Bradley Cooper’s biopic of Leonard Bern­stein is all Vis­con­ti. Mahler once said to Sibelius that music must be like the world: it must embrace every­thing”. This is what hap­pens when the Adagi­et­to’ floods into Mae­stro – the images become syn­chro­nised with the music as in opera, blend­ing into a sub­lime whole, with the giant sil­hou­ette of Bern­stein cast against the slight fig­ure of his wife Feli­cia, played by Carey Mul­li­gan. If TÁR is steeped in real­ism, Mae­stro is pure fantasia.

This total embrace is shown with­in every fibre of Bernstein’s being through Cooper’s per­for­mance. The film’s peak comes at the end of the sec­ond act in a restag­ing of Bernstein’s icon­ic con­duct­ing of Mahler’s sec­ond sym­pho­ny, Res­ur­rec­tion’, at Ely Cathe­dral in 1973. For six min­utes of unbro­ken diegetic music, Coop­er flails his arms about with sweat-soaked vivac­i­ty, build­ing towards an onanis­tic cli­max in which Bern­stein appeared to bare his soul to the world. Rather than hold him in mid-shot, as in the orig­i­nal film­ing, Coop­er watch­es from the side, from the per­spec­tive of Feli­cia, and as he lays down his baton he rush­es to hold her.

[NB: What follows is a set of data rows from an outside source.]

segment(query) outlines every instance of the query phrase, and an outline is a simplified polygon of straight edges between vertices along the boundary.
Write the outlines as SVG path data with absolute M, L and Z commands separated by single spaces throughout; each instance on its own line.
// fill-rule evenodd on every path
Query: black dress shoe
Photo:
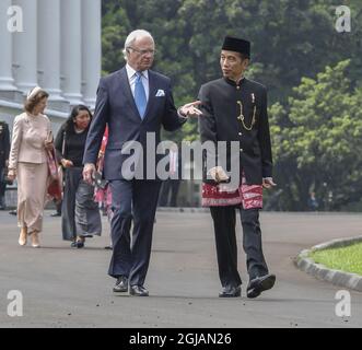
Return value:
M 276 275 L 266 275 L 253 279 L 246 291 L 247 298 L 257 298 L 261 292 L 271 289 L 276 283 Z
M 242 288 L 240 285 L 225 285 L 219 293 L 219 298 L 237 298 L 242 294 Z
M 131 285 L 129 294 L 133 296 L 149 296 L 149 291 L 142 285 Z
M 117 279 L 116 285 L 113 288 L 115 293 L 128 292 L 128 278 L 126 276 L 120 276 Z

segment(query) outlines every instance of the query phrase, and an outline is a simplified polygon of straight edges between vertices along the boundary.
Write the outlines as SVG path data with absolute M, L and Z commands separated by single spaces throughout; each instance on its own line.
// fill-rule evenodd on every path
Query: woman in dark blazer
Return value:
M 82 159 L 91 119 L 92 113 L 86 106 L 74 106 L 55 142 L 58 161 L 65 170 L 62 237 L 77 248 L 84 246 L 85 237 L 102 232 L 100 211 L 93 200 L 94 187 L 82 179 Z

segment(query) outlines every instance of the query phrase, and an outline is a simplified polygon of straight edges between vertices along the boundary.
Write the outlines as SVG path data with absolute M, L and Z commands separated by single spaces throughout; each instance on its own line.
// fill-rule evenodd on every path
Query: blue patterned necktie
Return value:
M 147 106 L 147 97 L 145 97 L 145 91 L 142 83 L 142 73 L 137 72 L 136 73 L 136 85 L 135 85 L 135 102 L 137 105 L 137 109 L 141 116 L 141 119 L 144 118 L 144 112 Z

It is notable that Bern­stein is con­duct­ing Mahler, not Bern­stein, in this piv­otal moment. The film’s sound­track con­sists almost entire­ly of record­ings of Bernstein’s own com­po­si­tions, from his films scores for On the Water­front and West Side Sto­ry to orches­tral works like his third Kad­dish’ sym­pho­ny and choral mas­ter­pieces includ­ing his Mass and the Chich­ester Psalms. But the the­sis of the film is that Bern­stein was nev­er as great a com­pos­er as his heroes, and that his true tal­ent was not only for con­duct­ing but for infus­ing in oth­ers his deep fer­vour for clas­si­cal music. The film ends not with an opus of Bern­stein, but with him teach­ing a stu­dent how to con­duct Beethoven.

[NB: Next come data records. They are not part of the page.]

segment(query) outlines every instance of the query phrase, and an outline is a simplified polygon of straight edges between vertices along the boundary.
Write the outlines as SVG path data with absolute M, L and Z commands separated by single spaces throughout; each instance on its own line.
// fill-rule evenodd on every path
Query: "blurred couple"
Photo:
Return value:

Mul­li­gan acts as a del­i­cate foil to Bernstein’s ego­ism, deft­ly han­dling their two-han­der scenes with breath­tak­ing assur­ance. She is nev­er quite swept up in the hedo­nism of the musi­cal world, and her final scenes bring the pic­ture down to earth with dev­as­tat­ing effect. Feli­cia is the black-and-white real­ism to Bernstein’s glo­ri­ous Tech­ni­col­or, with Matthew Libatique’s cin­e­matog­ra­phy work­ing the couple’s height­ened emo­tions into the very fab­ric of the film. Every shot is craft­ed as a tapes­try, some lin­ger­ing unflinch­ing­ly from a dis­tance as though through the eyes of their chil­dren, while oth­ers fly through the archi­tec­tur­al spaces of Carnegie Hall at break­neck speed.

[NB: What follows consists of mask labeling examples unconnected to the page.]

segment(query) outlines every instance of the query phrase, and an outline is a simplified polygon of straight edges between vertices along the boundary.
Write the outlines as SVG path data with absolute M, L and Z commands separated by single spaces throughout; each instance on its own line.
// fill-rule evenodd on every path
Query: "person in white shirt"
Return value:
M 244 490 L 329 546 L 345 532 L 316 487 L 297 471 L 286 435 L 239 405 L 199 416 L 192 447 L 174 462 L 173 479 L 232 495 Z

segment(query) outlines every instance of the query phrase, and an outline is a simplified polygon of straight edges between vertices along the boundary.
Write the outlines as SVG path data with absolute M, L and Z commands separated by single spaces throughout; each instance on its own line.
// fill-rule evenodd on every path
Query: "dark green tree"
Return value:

Mae­stro is a film to be swept along by, as heady and bom­bas­tic as a gold­en-age Hol­ly­wood musi­cal. In one of its most breath­tak­ing sequences, Bern­stein talks through his ear­ly works in the form of a dream bal­let, includ­ing the musi­cal On the Town. If it lacks any­thing, it is per­haps Bernstein’s soft­er side, the sub­tler move­ments of his con­duct­ing and his music which get lost in Cooper’s vision of him as a char­ac­ter who only grew larg­er and larg­er than life as the years went on. But as an attempt to con­vince a new gen­er­a­tion of the all-con­sum­ing pow­er and beau­ty of clas­si­cal music à la Mahler, it is sec­ond to none.